With the UK-Australia and UK-New Zealand Free Trade Agreements (FTAs) going live from midnight tonight (31 May), the Government’s track record on these particular FTAs is one of failure writes NFU Scotland President Martin Kennedy.
Both of these FTAs were negotiated in 2021 without the interests of primary producers in mind but with politically driven haste in the wake of the UK’s departure from the EU. The UK Government failed to protect Scottish farming interests, failed to properly engage with stakeholders and failed to provide Parliament with proper scrutiny on such deals once agreed.

They saw our agricultural interests and access to our food and drink sector used as cheap bargaining chips to secure what is seen as more lucrative market access for other sectors. There was little or nothing in these damaging trade deals for Scottish food or farming, a fact that former Defra Secretary of State George Eustice recently recognised.

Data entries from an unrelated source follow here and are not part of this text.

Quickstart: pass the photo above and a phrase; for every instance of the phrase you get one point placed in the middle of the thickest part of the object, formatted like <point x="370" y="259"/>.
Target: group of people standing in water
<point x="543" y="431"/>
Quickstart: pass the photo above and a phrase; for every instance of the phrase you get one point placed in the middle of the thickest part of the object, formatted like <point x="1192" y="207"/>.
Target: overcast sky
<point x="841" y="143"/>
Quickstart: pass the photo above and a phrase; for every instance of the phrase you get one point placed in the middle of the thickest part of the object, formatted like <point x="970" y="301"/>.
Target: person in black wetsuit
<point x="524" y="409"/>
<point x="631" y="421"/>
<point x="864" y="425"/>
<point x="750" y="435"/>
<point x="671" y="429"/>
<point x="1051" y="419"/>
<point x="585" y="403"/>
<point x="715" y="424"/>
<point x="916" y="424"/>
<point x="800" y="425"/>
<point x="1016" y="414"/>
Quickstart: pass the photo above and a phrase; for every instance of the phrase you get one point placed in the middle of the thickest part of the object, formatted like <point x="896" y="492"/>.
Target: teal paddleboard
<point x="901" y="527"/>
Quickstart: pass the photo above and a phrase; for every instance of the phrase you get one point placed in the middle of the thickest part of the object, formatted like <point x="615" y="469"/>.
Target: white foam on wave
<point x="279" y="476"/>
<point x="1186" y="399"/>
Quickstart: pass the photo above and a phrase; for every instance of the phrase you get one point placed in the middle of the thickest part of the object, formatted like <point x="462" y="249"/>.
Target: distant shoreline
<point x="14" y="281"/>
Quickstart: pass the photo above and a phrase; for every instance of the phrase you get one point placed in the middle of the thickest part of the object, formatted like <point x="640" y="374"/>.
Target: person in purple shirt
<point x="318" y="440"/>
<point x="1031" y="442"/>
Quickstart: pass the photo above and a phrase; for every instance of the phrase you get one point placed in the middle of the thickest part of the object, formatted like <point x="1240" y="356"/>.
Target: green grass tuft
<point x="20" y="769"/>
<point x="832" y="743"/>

NFU Scotland has consistently highlighted the clear lack of meaningful safeguards to protect domestic food security, in addition to the cumulative impacts for particular sectors such as beef, lamb and dairy posed by two giants of global agri-food trade.
Fast forward to the ‘Farm to Fork’ summit hosted at Downing Street on 16 May and the rhetoric of ‘putting agriculture up front’ and ‘protecting sensitive sectors’ in the context of any new FTAs.
For NFU Scotland, these commitments are certainly welcome, but in the case of Australia and New Zealand, they ring hollow, and the horse has now bolted.
The approach now being promised and pursued by the UK Government around trade deals should and could have been in place from day one, had the UK Government listened to industry at the time.